Epistemological Hierarchies+description
If Consciousness is:
The idea "Consciousness" is a way of communicating the experience of being aware, of participating in the development of one's own changing relationship with Image.
is it useful to play with epistemological hierarchies? I find myself experimenting with them frequently, mostly as a device to be able to communicate their limitations while at the same time deploying their descriptive and provocative qualities.
If epistemology has to do with ways of knowing what is known, and hierarchies allow experiments with what must be known as an exclusive or inclusive prerequisite in order for other things to be known, then the chicken-and-egg game of what comes first, what is the larger category into which other frames of reference fit, may be more fruitful than it seems at first. As long as this is an experiment in becoming clearer about one's own presuppositions, and not an establishment of The Truth, then it may be more fruitful than not.
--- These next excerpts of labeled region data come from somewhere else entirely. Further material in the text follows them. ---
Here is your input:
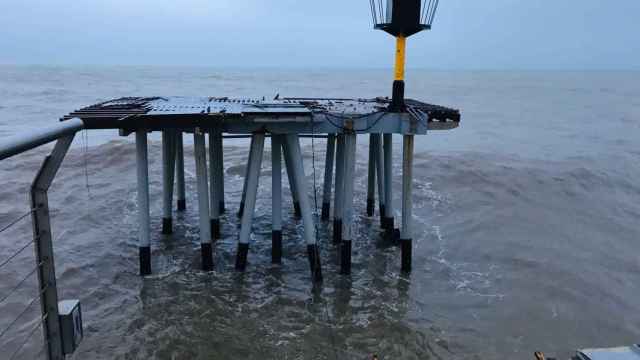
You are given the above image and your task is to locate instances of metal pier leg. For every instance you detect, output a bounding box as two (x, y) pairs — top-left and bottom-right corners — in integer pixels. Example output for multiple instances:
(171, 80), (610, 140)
(136, 129), (151, 276)
(383, 134), (395, 241)
(320, 134), (336, 220)
(340, 134), (356, 275)
(162, 130), (176, 234)
(373, 134), (386, 228)
(271, 134), (282, 264)
(284, 147), (301, 218)
(367, 134), (376, 217)
(209, 130), (221, 239)
(285, 134), (322, 283)
(213, 129), (226, 214)
(236, 134), (265, 271)
(238, 136), (255, 218)
(400, 135), (414, 272)
(31, 135), (74, 360)
(175, 130), (187, 211)
(193, 128), (213, 271)
(333, 134), (345, 244)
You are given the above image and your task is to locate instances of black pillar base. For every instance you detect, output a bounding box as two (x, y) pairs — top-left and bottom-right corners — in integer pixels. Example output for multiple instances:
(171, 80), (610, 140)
(293, 202), (302, 218)
(236, 244), (249, 271)
(162, 218), (173, 235)
(138, 246), (151, 276)
(333, 219), (342, 244)
(210, 219), (221, 239)
(271, 230), (282, 264)
(320, 203), (331, 221)
(367, 199), (376, 217)
(400, 239), (413, 273)
(340, 240), (351, 275)
(238, 201), (244, 217)
(307, 245), (322, 283)
(200, 243), (213, 271)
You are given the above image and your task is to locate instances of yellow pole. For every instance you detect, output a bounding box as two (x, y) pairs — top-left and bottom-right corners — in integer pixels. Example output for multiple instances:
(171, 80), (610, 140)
(394, 36), (407, 80)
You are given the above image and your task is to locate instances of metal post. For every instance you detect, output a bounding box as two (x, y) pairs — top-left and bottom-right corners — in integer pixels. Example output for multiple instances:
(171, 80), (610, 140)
(213, 129), (226, 214)
(400, 135), (414, 272)
(238, 136), (255, 218)
(271, 134), (282, 264)
(367, 134), (376, 216)
(193, 128), (213, 271)
(162, 130), (176, 234)
(284, 146), (301, 218)
(333, 134), (345, 244)
(136, 129), (151, 276)
(321, 134), (336, 220)
(236, 133), (265, 271)
(340, 133), (356, 275)
(176, 130), (187, 211)
(285, 134), (322, 282)
(209, 130), (221, 239)
(373, 134), (386, 227)
(31, 134), (74, 360)
(383, 134), (395, 241)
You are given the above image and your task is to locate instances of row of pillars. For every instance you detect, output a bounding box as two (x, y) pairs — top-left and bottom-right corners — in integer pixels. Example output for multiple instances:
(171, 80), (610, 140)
(136, 128), (414, 282)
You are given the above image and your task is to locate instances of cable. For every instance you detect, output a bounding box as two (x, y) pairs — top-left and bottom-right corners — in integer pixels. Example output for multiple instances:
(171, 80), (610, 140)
(9, 314), (49, 360)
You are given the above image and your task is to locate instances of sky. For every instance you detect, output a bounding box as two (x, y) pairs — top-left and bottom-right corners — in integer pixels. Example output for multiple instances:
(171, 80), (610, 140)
(0, 0), (640, 70)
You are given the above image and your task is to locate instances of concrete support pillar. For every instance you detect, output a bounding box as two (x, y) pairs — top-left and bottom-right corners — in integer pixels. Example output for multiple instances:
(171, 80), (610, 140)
(236, 133), (265, 271)
(284, 134), (322, 283)
(383, 134), (395, 241)
(284, 144), (301, 219)
(136, 129), (151, 276)
(340, 133), (356, 275)
(333, 134), (345, 244)
(400, 135), (414, 272)
(367, 134), (376, 217)
(373, 134), (386, 227)
(175, 130), (187, 211)
(271, 134), (283, 264)
(193, 128), (213, 271)
(162, 129), (176, 235)
(320, 134), (336, 220)
(209, 129), (222, 239)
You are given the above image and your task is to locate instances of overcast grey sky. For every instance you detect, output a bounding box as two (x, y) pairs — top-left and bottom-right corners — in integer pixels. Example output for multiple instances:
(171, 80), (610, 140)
(0, 0), (640, 69)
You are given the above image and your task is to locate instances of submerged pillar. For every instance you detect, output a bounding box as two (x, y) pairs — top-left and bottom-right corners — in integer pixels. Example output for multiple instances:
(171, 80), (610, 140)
(367, 134), (376, 217)
(193, 128), (213, 271)
(285, 134), (322, 283)
(383, 134), (395, 241)
(340, 133), (356, 275)
(136, 129), (151, 276)
(209, 130), (221, 239)
(333, 134), (345, 244)
(271, 134), (282, 264)
(175, 130), (187, 211)
(320, 134), (336, 220)
(162, 129), (176, 234)
(236, 133), (265, 271)
(373, 134), (386, 228)
(400, 135), (414, 272)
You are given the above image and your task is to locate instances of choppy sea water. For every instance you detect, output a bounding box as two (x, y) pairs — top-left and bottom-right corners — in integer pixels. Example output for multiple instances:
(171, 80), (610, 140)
(0, 66), (640, 359)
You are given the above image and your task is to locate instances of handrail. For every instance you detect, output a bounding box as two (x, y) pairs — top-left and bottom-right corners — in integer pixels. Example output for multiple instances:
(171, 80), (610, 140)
(0, 118), (84, 160)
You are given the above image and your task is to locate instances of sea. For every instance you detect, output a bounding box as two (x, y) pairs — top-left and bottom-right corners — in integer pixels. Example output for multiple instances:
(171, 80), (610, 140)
(0, 65), (640, 360)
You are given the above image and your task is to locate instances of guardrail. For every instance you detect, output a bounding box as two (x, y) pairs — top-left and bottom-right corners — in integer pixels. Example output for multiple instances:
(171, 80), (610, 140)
(0, 119), (84, 360)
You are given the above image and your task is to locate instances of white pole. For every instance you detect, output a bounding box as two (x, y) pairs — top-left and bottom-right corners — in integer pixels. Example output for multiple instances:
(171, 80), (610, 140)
(400, 135), (414, 272)
(193, 128), (213, 271)
(136, 129), (151, 276)
(271, 134), (282, 264)
(236, 133), (265, 271)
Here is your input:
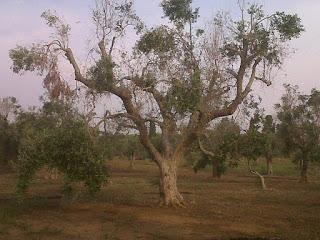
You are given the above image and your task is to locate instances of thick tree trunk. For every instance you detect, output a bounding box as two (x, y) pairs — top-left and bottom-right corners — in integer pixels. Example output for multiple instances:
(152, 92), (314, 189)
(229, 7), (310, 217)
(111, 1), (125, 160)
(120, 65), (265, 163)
(266, 156), (273, 175)
(250, 170), (267, 190)
(212, 160), (222, 178)
(130, 153), (136, 170)
(300, 160), (309, 183)
(160, 159), (184, 207)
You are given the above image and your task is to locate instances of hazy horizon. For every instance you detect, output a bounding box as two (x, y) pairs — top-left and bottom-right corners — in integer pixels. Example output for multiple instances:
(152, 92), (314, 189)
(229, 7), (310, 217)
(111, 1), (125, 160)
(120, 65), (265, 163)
(0, 0), (320, 112)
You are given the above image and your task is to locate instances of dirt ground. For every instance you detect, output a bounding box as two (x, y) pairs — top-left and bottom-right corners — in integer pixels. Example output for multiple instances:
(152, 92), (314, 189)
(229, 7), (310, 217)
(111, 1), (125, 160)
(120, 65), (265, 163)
(0, 161), (320, 240)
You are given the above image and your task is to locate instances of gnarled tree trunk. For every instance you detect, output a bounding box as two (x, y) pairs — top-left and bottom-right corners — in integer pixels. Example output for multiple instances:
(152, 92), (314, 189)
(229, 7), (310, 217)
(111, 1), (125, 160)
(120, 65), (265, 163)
(160, 159), (184, 207)
(266, 154), (273, 175)
(300, 160), (309, 183)
(212, 160), (222, 178)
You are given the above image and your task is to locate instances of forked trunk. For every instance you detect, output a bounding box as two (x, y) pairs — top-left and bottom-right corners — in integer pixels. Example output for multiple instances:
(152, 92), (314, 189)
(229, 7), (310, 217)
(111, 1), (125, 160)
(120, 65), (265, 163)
(160, 159), (184, 207)
(300, 160), (309, 182)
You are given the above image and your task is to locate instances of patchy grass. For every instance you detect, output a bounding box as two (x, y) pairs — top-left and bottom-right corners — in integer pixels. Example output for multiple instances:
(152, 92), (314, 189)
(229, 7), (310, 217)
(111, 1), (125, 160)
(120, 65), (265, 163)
(0, 159), (320, 240)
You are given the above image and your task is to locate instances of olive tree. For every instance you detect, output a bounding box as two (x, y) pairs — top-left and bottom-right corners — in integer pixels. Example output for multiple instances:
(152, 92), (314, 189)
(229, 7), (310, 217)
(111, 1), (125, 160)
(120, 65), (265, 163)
(276, 85), (320, 182)
(10, 0), (303, 206)
(15, 102), (108, 197)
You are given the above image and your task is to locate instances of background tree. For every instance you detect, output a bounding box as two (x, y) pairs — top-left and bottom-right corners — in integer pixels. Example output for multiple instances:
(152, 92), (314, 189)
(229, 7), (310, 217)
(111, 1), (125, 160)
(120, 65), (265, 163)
(276, 85), (320, 182)
(194, 118), (240, 178)
(10, 0), (303, 206)
(0, 97), (20, 166)
(262, 115), (277, 175)
(15, 102), (108, 197)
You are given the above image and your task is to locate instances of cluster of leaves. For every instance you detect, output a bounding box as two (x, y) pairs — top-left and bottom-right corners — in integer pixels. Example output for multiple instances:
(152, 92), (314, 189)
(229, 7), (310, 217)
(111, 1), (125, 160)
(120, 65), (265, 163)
(16, 102), (108, 197)
(188, 118), (240, 174)
(161, 0), (199, 26)
(137, 26), (176, 55)
(223, 5), (304, 66)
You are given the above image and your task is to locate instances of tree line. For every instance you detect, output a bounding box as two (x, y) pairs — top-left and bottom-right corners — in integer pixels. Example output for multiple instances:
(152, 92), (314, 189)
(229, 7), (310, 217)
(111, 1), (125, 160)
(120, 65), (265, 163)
(1, 0), (314, 206)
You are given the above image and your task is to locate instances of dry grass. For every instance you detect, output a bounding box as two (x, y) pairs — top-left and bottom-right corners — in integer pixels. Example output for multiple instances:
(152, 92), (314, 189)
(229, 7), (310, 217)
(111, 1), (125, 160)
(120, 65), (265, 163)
(0, 160), (320, 240)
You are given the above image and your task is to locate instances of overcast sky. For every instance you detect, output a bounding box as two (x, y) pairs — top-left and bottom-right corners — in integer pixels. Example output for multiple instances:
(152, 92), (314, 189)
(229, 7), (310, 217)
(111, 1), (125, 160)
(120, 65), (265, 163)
(0, 0), (320, 113)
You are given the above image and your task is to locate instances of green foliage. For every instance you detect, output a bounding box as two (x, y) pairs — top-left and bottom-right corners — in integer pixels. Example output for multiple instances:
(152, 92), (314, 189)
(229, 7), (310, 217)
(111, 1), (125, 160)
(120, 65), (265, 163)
(161, 0), (199, 25)
(137, 26), (176, 55)
(88, 57), (114, 91)
(188, 118), (240, 174)
(9, 44), (48, 74)
(271, 12), (305, 41)
(277, 85), (320, 166)
(222, 5), (304, 66)
(16, 103), (108, 197)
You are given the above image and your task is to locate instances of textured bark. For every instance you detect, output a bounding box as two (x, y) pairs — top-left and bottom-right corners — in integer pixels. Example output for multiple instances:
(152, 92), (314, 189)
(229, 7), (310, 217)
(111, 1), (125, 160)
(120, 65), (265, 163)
(160, 159), (184, 207)
(266, 156), (273, 175)
(212, 160), (222, 178)
(130, 153), (136, 170)
(300, 160), (309, 183)
(250, 170), (267, 190)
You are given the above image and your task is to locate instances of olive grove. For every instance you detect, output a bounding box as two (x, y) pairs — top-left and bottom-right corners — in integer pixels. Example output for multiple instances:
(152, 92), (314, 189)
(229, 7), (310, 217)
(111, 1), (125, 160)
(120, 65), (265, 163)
(10, 0), (304, 206)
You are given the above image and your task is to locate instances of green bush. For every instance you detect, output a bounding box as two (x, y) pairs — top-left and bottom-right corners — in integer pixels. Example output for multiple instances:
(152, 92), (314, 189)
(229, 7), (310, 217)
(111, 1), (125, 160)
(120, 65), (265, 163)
(16, 101), (108, 197)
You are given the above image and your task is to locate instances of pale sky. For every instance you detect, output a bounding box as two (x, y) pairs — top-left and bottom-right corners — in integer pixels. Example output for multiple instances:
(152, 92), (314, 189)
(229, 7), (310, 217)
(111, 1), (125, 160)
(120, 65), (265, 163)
(0, 0), (320, 113)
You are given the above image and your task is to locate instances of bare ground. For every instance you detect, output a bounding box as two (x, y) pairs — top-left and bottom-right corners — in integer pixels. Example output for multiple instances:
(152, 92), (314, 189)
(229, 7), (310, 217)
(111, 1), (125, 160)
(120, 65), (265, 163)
(0, 161), (320, 240)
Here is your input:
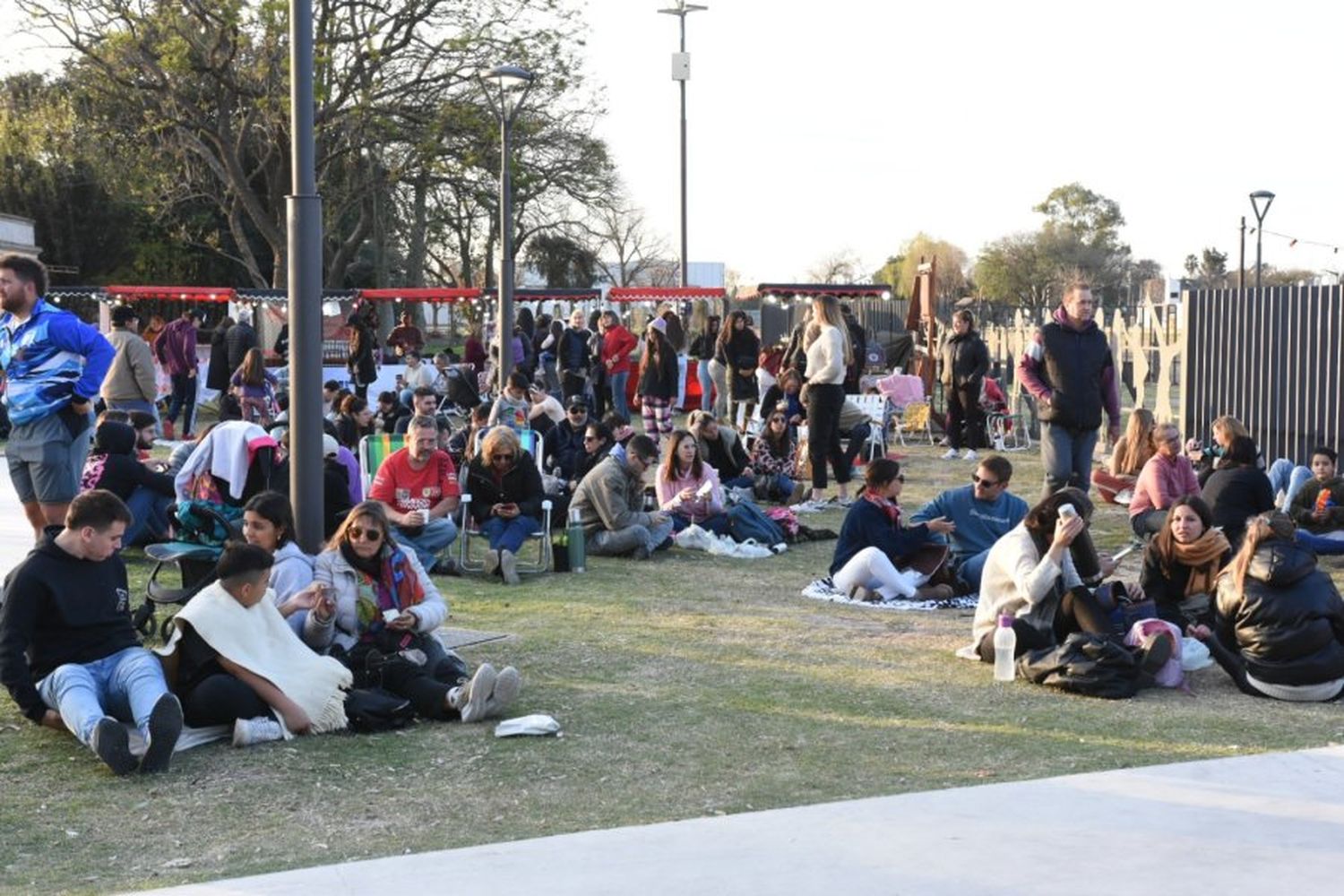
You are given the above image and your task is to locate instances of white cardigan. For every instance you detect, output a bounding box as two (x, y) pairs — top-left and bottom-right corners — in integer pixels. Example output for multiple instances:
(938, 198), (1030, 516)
(972, 522), (1082, 643)
(808, 323), (844, 385)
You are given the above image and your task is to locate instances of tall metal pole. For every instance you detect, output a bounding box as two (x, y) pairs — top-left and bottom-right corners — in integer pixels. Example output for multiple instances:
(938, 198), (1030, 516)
(677, 12), (691, 288)
(495, 105), (513, 378)
(1236, 215), (1246, 290)
(285, 0), (323, 554)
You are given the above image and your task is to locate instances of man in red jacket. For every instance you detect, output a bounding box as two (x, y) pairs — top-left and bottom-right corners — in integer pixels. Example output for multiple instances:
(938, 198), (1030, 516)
(602, 310), (640, 418)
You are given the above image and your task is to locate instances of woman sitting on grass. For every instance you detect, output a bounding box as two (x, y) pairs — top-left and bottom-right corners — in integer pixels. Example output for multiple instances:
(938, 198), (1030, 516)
(462, 426), (546, 584)
(749, 403), (804, 504)
(1139, 495), (1233, 632)
(228, 348), (280, 428)
(304, 501), (521, 721)
(831, 457), (956, 602)
(1190, 513), (1344, 702)
(1093, 407), (1158, 504)
(972, 487), (1145, 662)
(655, 430), (728, 535)
(159, 543), (352, 747)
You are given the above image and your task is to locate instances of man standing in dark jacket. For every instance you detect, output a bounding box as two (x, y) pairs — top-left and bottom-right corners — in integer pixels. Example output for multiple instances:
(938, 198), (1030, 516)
(225, 310), (257, 376)
(0, 489), (182, 775)
(1018, 280), (1120, 495)
(943, 309), (989, 461)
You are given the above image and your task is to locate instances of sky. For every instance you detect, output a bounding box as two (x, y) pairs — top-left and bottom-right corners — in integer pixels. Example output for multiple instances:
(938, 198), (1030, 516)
(0, 0), (1344, 283)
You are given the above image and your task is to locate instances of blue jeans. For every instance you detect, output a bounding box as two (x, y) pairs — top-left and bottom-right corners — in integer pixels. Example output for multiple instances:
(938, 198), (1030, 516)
(121, 485), (172, 544)
(481, 516), (542, 554)
(392, 516), (457, 573)
(1269, 457), (1312, 513)
(607, 371), (631, 417)
(1040, 423), (1097, 497)
(1297, 530), (1344, 554)
(695, 358), (714, 411)
(38, 648), (168, 745)
(168, 374), (196, 435)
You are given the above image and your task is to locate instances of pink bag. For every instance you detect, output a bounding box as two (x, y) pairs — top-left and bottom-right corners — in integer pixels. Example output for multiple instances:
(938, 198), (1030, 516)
(1125, 619), (1185, 688)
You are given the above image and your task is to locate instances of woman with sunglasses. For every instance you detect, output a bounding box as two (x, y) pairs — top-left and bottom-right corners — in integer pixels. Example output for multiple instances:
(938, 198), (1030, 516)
(464, 426), (546, 584)
(304, 501), (521, 721)
(831, 457), (952, 602)
(750, 403), (806, 504)
(655, 430), (728, 535)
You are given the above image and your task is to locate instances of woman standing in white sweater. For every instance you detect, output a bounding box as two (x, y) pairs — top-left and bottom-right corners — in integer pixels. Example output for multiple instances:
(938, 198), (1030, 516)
(804, 296), (851, 504)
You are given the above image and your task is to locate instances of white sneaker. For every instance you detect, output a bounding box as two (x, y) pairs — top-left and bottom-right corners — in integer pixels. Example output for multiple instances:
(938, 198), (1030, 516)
(234, 716), (285, 747)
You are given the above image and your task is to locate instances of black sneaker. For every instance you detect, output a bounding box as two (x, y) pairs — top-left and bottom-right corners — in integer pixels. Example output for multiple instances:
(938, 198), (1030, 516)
(140, 694), (182, 774)
(90, 718), (136, 775)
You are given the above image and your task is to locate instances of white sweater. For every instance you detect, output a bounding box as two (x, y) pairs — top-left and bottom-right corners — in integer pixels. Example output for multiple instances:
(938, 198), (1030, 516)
(808, 323), (844, 385)
(972, 522), (1082, 643)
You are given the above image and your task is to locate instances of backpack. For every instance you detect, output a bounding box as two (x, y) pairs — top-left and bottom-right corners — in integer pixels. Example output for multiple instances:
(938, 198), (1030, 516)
(1018, 632), (1140, 700)
(728, 501), (784, 547)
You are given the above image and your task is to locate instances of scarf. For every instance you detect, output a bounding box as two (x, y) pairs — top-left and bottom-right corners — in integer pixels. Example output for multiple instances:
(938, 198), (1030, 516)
(158, 582), (351, 739)
(863, 489), (900, 528)
(1153, 527), (1231, 597)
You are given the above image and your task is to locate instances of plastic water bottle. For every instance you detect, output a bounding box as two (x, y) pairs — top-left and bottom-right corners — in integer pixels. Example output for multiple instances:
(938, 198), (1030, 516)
(995, 614), (1018, 681)
(564, 509), (588, 573)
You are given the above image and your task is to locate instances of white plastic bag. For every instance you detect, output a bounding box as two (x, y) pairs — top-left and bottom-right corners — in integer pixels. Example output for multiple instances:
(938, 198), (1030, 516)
(495, 712), (561, 737)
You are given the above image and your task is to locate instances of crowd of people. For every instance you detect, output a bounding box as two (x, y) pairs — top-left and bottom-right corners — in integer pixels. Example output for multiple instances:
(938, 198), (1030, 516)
(0, 248), (1344, 774)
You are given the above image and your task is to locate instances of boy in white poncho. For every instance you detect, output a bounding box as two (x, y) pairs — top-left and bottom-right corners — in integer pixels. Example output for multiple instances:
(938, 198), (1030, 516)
(159, 544), (351, 747)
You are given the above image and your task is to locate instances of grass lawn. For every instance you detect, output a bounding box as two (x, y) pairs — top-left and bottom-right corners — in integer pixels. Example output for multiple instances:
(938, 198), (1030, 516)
(0, 437), (1344, 892)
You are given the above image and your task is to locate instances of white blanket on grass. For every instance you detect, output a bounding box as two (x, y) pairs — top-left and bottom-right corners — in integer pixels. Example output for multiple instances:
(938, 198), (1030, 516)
(158, 582), (352, 739)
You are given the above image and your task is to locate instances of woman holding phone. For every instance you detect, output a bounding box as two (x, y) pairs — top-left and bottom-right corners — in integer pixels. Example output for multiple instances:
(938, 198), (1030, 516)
(464, 426), (546, 584)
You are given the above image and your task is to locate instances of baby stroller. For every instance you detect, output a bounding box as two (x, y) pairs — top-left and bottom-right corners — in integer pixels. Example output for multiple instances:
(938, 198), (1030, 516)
(134, 420), (276, 642)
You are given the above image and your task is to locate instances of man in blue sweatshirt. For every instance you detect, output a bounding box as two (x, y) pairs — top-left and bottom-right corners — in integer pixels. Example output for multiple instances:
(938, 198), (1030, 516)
(0, 255), (116, 541)
(0, 489), (182, 775)
(911, 455), (1029, 590)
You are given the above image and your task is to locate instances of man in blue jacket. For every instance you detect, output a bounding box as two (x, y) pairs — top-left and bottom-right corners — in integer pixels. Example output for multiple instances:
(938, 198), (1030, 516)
(911, 455), (1029, 590)
(0, 255), (116, 541)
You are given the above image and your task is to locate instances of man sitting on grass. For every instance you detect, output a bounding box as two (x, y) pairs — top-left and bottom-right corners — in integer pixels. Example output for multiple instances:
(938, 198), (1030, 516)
(911, 455), (1029, 591)
(570, 435), (672, 560)
(0, 489), (182, 775)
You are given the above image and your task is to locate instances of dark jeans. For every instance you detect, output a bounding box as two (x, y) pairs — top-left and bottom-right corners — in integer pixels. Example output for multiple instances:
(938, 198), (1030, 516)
(182, 673), (271, 728)
(976, 586), (1115, 662)
(808, 383), (849, 489)
(167, 374), (196, 435)
(948, 383), (986, 452)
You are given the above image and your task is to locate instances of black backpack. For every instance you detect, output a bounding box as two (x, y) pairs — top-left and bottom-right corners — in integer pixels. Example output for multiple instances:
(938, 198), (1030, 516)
(1018, 632), (1140, 700)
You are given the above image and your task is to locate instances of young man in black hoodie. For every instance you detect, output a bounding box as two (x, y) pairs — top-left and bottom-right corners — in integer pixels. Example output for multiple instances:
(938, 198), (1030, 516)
(0, 489), (182, 775)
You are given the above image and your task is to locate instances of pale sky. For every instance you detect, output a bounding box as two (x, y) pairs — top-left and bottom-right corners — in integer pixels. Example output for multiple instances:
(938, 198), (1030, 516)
(0, 0), (1344, 283)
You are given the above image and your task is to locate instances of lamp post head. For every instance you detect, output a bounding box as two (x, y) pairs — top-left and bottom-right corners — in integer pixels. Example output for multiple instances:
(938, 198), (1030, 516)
(1252, 189), (1274, 223)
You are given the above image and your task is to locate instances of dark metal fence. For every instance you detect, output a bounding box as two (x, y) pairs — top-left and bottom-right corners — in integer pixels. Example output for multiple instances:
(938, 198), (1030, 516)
(1182, 286), (1344, 463)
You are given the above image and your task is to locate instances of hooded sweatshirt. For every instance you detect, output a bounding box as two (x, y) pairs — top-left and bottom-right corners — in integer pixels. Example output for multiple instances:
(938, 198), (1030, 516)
(80, 420), (174, 501)
(0, 525), (140, 721)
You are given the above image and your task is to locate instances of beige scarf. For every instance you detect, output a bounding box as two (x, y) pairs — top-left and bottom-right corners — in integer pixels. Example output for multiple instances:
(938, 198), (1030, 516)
(158, 582), (352, 739)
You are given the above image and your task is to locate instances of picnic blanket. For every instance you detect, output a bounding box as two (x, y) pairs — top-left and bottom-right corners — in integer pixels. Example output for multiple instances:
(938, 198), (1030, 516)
(803, 576), (980, 610)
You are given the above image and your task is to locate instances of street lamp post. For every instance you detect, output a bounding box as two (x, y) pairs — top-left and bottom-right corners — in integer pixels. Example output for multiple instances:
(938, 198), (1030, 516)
(1252, 189), (1274, 294)
(480, 65), (534, 388)
(659, 0), (709, 286)
(287, 0), (323, 554)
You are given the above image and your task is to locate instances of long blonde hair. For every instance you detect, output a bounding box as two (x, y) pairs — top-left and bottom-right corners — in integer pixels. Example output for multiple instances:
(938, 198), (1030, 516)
(1113, 407), (1158, 476)
(1223, 511), (1297, 594)
(809, 296), (854, 366)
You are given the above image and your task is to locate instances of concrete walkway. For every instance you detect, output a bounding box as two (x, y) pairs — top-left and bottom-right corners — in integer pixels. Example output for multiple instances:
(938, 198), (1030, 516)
(136, 747), (1344, 896)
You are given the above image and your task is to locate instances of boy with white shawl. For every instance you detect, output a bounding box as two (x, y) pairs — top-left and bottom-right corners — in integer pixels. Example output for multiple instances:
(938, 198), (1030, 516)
(159, 544), (351, 747)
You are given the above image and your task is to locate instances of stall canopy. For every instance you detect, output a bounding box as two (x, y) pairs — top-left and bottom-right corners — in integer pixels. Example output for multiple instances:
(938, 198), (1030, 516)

This has disciplinary consequences, of course. For instance, what about the discussion of the place of Mythography?
- Perhaps Consciousness/awareness of Image is the universal context and prerequisite for all other frames of reference.
- Next might come the configuration of consciousness in terms of the impulse and act of Communications.
- Then, perhaps, the configuration of Communications in terms of the development and deployment of Symbol, of spoken and unspoken language.
- Then mythicity, the shaping of Consciousness through Communications of symbols in terms of Narrative (sequence that conveys particular meaning), plot (psychological motivation and meaning), and Context (Archetypal ideas made particular/situationally appropriate). The result/working of mythicity (mythic consciousness) is mythology or, in the contemporary understanding of "mythology", mytho-psychology.
- Hermeneutics, Mythography, Linguistics, Semantics and similar interpretive strategies follow.
The above configuration of steps in the unfolding of consciousness is a thought experiment in progress.